Wolnym krokiem ruszyłam w stronę sali od transmutacji, do której dotarłam już po chwili. Weszłam do środka i podeszłam do swojej ławki. Zaczęłam w milczeniu się pakować i czekać, aż wszyscy opuszczą salę, a ja zostanę z nauczycielką. Ostatnia osoba wyszła z sali zamykając za sobą drzwi, a ja podeszłam bliżej biurka McGonagall z torbą na ramieniu. Spojrzałam na kobietę, która wyglądała, jakby próbowała zebrać swoje myśli. Obeszła swoje biurko i stanęla tuz przede mną z poważną miną, która zazwyczaj w moim przypadku zwiastowała kłopoty, którymi był szlaban. Wiedziałam, że mogło się to skończyć znacznie gorzej niż dostanie szlabanu.

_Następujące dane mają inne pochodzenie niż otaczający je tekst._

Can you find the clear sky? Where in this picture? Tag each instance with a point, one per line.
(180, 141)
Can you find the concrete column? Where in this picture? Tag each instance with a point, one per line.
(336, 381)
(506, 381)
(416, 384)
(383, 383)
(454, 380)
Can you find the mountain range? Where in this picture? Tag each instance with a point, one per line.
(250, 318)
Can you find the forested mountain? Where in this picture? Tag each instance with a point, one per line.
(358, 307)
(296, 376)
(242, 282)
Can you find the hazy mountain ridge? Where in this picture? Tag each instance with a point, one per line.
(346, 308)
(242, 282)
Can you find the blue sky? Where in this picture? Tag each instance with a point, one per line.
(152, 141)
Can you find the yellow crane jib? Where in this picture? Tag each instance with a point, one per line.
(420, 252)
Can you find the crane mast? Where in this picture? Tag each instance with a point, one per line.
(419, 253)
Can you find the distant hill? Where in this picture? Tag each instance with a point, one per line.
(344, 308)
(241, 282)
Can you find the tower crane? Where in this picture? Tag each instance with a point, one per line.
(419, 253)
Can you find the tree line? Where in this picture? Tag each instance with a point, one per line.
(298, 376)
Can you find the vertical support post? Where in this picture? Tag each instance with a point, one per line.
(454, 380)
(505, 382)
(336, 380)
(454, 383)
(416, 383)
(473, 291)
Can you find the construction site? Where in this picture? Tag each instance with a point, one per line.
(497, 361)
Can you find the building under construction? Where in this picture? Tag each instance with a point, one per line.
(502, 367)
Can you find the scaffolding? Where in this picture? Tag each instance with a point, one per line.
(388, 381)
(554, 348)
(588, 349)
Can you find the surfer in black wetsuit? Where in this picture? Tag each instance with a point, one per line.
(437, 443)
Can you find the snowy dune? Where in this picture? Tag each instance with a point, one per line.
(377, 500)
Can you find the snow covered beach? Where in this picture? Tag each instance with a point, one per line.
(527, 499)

- Wyjaśnisz mi w końcu co się dzieje, Lea?- zapytała kobieta, przerywając ciszę.

- Nie potrafię tego wyjaśnić. Po prostu ostatnio coraz częściej źle się czuję, przez co jest mi się ciężej skupić. - odpowiedziałam, patrzac na kobietę z najbardziej pewną miną, jaką byłam w stanie zrobić.- Przepraszam, że sprawiłam trudność w prowadzeniu lekcji.

- Nie przepraszaj mnie, Smith, jeśli nie zrobiłaś nic złego. Zrozum wreszcie, że jestem nauczycielem, a nie wrogiem. Po prostu się o ciebie martwię, bo jeszcze nigdy się tak nie zachowywałaś.

- Niech się pani nie przejmuje. Jak tylko zacznę czuć się lepiej, to od razu wrócę do robienia żartów.- zaśmiałam się, a na twarzy profesorki zobaczyłam chwilową panikę, jakby zdała sobie sprawę, że jednak spokój z mojej strony nie jest takim złym wyjściem.

- Wiesz co, Lea? Jednak nie widzę problemu w twoim zachowaniu. Wydaje mi się, że nie zmieniło się zupełnie nic. Możesz już iść.

Zaśmiałam się po raz kolejny i ruszyłam w stronę wyjścia, aby już po chwili znaleźć się na niemalże pustym korytarzu. Bez nawet chwili myślenia ruszyłam w stronę dormitorium, gdzie powinno być już większość uczniów. Przez całą drogę powtarzałam sobie, że będę musiała w przyszłości zachować więcej uwagii, aby po raz kolejny nie podpaść jakiemuś nauczycielowi. Wiedziałam, że przez przynajmniej kilka tygodni nie mogłam narażać się, aby nikt, nawet przypadkiem, nie odkrył prawdy.